C’est parti pour les Assises Nationales de la Refondation depuis plus de 48 heures maintenant. Dans un geste de fair-play politique et citoyen, le Président de la transition, Colonel Assimi Goïta, a reçu ensemble les représentants de la classe politique et des acteurs de la société civile pour leur faire part de la haute idée qu’il a de la situation et du futur et du devenir du Mali. Si tant est que futur et devenir ne riment pas forcément dans la versification française, les deux mots ne traduisent pas moins le souhait que tout bon citoyen nourrit pour son pays. Il s’agit, clairement, de l’avenir de la patrie commune, le bien le plus précieux que nous avons en partage et que nous devons surtout sauvegarder, coûte que coûte, pour les générations à venir.
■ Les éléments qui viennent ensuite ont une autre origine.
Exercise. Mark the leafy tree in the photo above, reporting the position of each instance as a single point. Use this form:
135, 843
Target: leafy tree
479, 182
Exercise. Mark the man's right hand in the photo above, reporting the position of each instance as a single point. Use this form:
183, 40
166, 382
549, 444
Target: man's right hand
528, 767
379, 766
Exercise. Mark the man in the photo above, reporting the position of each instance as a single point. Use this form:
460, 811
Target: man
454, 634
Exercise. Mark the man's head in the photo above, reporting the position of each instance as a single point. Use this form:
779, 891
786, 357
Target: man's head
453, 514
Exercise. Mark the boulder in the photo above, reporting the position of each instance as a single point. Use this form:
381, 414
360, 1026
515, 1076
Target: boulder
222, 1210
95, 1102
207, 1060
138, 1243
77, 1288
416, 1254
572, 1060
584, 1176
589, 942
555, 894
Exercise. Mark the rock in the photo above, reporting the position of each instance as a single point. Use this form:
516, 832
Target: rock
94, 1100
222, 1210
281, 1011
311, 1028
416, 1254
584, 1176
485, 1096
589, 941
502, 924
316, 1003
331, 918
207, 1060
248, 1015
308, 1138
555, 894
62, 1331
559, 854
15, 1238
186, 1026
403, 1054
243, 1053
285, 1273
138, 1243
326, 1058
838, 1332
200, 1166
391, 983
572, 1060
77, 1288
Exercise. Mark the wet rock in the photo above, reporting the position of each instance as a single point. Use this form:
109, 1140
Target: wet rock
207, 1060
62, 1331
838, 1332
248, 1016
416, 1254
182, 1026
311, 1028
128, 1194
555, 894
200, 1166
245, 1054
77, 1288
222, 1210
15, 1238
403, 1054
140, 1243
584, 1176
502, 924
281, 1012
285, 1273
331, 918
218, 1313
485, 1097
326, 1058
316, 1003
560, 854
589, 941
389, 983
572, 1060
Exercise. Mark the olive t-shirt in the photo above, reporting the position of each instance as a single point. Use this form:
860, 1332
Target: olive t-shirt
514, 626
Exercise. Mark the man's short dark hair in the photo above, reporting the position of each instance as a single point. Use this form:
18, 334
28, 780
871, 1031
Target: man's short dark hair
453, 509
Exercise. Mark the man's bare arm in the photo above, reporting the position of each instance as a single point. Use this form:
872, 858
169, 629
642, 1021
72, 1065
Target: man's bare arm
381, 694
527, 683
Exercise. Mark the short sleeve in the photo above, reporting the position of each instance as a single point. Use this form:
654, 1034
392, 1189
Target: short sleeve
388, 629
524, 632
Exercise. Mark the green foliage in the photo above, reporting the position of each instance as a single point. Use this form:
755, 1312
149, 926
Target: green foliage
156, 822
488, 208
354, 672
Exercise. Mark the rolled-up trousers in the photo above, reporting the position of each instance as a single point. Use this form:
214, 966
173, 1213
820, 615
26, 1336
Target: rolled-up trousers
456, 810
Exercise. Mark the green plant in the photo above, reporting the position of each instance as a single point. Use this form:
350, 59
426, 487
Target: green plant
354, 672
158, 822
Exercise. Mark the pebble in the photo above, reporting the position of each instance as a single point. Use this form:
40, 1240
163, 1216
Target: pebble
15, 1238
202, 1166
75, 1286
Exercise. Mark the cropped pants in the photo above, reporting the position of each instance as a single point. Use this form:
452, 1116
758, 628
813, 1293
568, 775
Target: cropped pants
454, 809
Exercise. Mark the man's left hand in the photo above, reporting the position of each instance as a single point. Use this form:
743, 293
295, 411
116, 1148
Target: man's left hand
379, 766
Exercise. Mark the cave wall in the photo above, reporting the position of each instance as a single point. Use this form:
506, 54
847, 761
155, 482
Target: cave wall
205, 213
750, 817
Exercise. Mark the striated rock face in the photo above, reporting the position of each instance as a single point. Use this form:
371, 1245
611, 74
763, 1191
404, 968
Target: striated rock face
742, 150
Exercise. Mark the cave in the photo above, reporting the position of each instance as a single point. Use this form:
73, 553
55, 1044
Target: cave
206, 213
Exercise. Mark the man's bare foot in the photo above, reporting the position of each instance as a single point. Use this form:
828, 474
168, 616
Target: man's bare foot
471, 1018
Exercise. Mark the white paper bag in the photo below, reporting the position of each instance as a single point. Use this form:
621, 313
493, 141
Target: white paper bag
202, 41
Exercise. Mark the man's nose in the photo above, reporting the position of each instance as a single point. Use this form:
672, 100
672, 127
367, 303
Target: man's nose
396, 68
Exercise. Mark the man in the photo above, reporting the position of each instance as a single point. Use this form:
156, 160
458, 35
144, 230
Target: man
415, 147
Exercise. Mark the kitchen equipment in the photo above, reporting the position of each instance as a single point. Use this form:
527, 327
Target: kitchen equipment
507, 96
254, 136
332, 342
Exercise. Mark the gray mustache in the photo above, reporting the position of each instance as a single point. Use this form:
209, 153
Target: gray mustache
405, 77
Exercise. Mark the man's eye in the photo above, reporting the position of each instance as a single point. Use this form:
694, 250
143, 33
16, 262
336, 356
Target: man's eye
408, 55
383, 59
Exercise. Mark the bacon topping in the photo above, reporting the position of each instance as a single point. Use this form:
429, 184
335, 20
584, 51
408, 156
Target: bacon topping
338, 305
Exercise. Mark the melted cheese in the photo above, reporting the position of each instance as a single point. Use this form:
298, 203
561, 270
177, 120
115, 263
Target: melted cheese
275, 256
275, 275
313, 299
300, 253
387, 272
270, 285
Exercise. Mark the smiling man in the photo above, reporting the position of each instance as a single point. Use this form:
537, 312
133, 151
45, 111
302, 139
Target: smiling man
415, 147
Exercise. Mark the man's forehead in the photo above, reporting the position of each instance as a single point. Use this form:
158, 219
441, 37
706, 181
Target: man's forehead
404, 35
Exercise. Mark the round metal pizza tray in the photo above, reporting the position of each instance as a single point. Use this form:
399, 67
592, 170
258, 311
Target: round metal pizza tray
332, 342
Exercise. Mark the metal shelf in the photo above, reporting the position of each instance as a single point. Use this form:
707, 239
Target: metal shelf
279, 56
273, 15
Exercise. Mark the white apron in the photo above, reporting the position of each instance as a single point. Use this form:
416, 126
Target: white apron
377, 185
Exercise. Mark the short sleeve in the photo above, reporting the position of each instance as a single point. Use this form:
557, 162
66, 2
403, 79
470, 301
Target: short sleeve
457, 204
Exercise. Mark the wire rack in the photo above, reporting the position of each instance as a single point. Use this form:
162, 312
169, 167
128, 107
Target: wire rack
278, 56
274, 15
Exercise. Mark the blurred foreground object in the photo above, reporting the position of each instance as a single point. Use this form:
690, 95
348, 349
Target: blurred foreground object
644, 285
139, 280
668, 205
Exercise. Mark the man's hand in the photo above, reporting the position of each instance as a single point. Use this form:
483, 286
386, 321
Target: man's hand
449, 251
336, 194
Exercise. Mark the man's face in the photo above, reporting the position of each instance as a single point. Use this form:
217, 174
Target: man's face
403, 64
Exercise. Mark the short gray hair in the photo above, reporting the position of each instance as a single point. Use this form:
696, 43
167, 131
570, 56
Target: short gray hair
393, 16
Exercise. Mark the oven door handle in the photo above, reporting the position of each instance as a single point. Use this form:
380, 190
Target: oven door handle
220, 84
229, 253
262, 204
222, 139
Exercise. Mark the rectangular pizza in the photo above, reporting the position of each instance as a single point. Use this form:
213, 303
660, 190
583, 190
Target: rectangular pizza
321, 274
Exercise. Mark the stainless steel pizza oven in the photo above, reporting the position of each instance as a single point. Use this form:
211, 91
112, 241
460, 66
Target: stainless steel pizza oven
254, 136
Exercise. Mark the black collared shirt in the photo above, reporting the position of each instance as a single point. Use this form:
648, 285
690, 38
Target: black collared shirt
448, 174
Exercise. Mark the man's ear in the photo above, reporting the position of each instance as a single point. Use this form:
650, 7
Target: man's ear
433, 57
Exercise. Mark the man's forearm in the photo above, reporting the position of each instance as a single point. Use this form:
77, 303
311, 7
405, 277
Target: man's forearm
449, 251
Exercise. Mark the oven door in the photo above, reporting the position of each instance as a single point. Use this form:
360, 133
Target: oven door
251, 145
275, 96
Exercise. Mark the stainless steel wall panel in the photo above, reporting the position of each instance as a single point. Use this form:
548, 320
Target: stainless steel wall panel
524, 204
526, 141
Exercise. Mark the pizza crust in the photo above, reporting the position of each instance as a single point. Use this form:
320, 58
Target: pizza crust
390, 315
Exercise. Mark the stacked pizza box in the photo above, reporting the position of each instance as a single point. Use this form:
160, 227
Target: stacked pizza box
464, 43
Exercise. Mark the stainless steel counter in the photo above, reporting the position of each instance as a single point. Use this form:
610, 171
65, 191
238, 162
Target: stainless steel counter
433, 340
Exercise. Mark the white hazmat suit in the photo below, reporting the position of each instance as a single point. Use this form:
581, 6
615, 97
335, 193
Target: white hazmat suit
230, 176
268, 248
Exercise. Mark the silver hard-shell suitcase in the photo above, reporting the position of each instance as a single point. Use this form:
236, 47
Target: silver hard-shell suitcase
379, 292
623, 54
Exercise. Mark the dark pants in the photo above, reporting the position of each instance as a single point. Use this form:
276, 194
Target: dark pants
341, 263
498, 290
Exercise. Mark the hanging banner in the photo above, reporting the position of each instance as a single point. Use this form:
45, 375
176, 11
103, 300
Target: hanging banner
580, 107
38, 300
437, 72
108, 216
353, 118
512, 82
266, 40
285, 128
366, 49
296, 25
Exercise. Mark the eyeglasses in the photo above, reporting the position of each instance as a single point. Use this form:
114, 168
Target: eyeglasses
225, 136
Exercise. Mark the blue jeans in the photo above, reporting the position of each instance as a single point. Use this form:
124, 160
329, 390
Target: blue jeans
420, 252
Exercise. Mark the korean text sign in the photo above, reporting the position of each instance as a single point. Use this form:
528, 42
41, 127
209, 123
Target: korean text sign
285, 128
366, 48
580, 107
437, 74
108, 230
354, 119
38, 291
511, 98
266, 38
Le colonel Assimi Goïta a-t-il été compris par ses interlocuteurs le vendredi, 19 novembre 2021, date anniversaire du premier coup d’État opéré dans notre pays ? Au-delà de la symbolique, ce jour, dans le saint des saints de la République, il y avait matière à réflexion. Chacun pouvait bien défendre son positionnement ou camper sur sa position anté, mais le Mali interpelait fortement.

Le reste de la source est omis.